Question: Do YOU write using a quill?

Answer: NO.  NOBODY encounters quill “pens”, inkwells etc. outside of historical reenactments.

There is literally NO excuse for ANYONE (other than amateur/professional historical reenactors) even being aware of the existence of “cursive”, at all — as anything other than a particularly shitty trivia question.

Much less wasting valuable class time “teaching” it, as part of the curriculum.

Guess what?  Gutenberg’s printing-press dealt a fatal bitch-slap to the “professional” scribe.   “Cursive” should be regarded as extremely obscure, and at least somewhat pretentious — much like caligraphy (which ALSO requires specialized writing implements).

Do we foist calligraphy classes on all students as a core aspect of the curriculum?

No?

Why the hell not?  Cursive-fetishists seem to (mistakenly) regard the (purported) “elegance” of such “handwriting” as intrinsically valuable — so why the fuck don’t we go all the way?  ALL STUDENTS SHOULD BE FORCED TO WRITE EXCLUSIVELY IN ‘CURSIVE’ — USING A QUILL AND INKWELL.
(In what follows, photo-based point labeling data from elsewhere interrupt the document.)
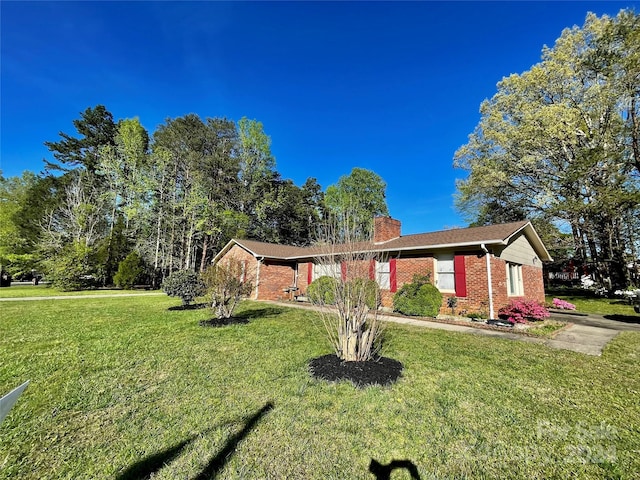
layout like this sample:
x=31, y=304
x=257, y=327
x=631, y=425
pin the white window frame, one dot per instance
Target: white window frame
x=445, y=267
x=333, y=270
x=383, y=274
x=515, y=285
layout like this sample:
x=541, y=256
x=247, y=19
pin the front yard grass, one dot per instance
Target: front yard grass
x=45, y=290
x=125, y=388
x=598, y=306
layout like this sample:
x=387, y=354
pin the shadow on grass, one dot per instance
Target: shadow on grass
x=191, y=306
x=383, y=472
x=149, y=465
x=260, y=312
x=223, y=322
x=623, y=318
x=218, y=462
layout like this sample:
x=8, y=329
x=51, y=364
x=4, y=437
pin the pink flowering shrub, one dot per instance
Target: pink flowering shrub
x=563, y=304
x=519, y=311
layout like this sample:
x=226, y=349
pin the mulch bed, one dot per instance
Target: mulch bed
x=223, y=322
x=382, y=371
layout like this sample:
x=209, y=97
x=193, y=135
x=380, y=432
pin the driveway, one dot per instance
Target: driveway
x=613, y=322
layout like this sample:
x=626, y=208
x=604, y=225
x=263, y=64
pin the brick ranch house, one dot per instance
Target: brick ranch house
x=483, y=267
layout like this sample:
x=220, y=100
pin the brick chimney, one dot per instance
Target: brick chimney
x=385, y=229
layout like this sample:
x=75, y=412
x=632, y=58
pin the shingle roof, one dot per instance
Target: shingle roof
x=454, y=238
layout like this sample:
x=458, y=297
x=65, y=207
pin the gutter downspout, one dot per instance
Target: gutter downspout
x=259, y=259
x=489, y=281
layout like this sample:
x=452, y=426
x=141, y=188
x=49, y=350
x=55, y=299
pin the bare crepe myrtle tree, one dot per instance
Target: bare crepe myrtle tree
x=227, y=283
x=341, y=252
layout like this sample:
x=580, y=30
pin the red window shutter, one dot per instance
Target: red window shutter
x=393, y=279
x=460, y=276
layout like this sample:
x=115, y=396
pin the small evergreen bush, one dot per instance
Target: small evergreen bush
x=72, y=268
x=418, y=298
x=129, y=271
x=563, y=304
x=185, y=284
x=323, y=291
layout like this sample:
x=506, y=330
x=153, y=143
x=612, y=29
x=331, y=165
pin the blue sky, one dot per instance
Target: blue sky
x=391, y=87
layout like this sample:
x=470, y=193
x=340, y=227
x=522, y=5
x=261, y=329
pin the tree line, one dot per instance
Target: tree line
x=560, y=144
x=173, y=198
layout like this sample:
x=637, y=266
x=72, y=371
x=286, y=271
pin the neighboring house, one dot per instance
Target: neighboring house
x=483, y=267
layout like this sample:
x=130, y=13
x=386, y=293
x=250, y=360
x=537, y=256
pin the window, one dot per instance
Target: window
x=514, y=279
x=383, y=275
x=333, y=270
x=445, y=274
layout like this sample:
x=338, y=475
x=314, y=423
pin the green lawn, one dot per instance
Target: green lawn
x=21, y=291
x=125, y=388
x=599, y=306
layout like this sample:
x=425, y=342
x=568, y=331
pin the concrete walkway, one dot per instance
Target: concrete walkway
x=585, y=339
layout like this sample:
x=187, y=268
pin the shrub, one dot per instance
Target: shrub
x=563, y=304
x=226, y=286
x=185, y=284
x=367, y=289
x=72, y=268
x=418, y=298
x=129, y=271
x=323, y=291
x=519, y=311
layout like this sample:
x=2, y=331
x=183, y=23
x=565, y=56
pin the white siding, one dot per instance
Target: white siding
x=521, y=252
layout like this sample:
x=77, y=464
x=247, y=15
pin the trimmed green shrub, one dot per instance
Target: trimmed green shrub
x=418, y=298
x=185, y=284
x=323, y=290
x=129, y=271
x=366, y=288
x=72, y=268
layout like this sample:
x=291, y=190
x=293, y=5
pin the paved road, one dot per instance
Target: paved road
x=613, y=322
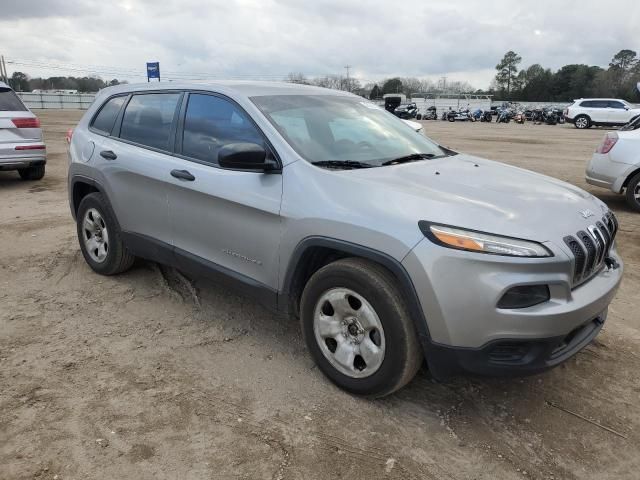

“Penmanship”, my sweaty, wrinkled sack! 😦

Well, shit…..I’m off topic, again! 🙂

 

“The Boy Electrician” = a hell of a book

I’ve always been attracted toward “retro” informaiton sources.

One of the weirdest things I’ve ever discovered is: oftentimes, older texts do a better job explaining the technologies.   For one thing, they tend not to implicitly treat the real world as a pale shadow of the mathematical models.   There’s someting just conceptually ‘off” about starting from (garbled) descriptions of Bohr’s atomic model and only getting to observable (and thus verifiable) real-world phenomena such as magnetism, conductors/insulators etc. “downstream”

Quite frankly, a much better approach is one which recapitulates — at least conceptually — the sort of observations which culminated in what we can do with electricity/electronics/computers, etc.

That’s where “the boy electrician” comes in.

Quite frankly, as I said: it’s a hell of a book:

Not only does it recapitulate (in abbreviated form) the broad outlines of how human knowledge advanced in regard to magnetism/electricity/electronics, it also contains a myriad of designs which (in principle) would allow someone with the right tools/supplies to do the experiments, and/or build the devices.

The order of presentation is as follows:

  1. Magnetism and magnets
  2. Static electricity
  3. Static electricity machines
  4. Voltaic cells and batteries
  5. Electromagnetism and magnetic induction
  6. Electrical units
  7. Wires and accessories
  8. Electrical measuring instruments
  9. Bells, burglar alarms and annunciators
  10. Telegraphy
  11. Microphones and telephones
  12. Induction coils
  13. Transformers
  14. Wireless telegraphy
  15. Racio recieving sets
  16. An experimental “wireless” telephone
  17. Electric motors
  18. Dynamos
  19. An electric railway
  20. Miniature lighting
  21. Miscelaneous electrical apparatus

I mean, seriously: there’s even a section on winding your own resistors.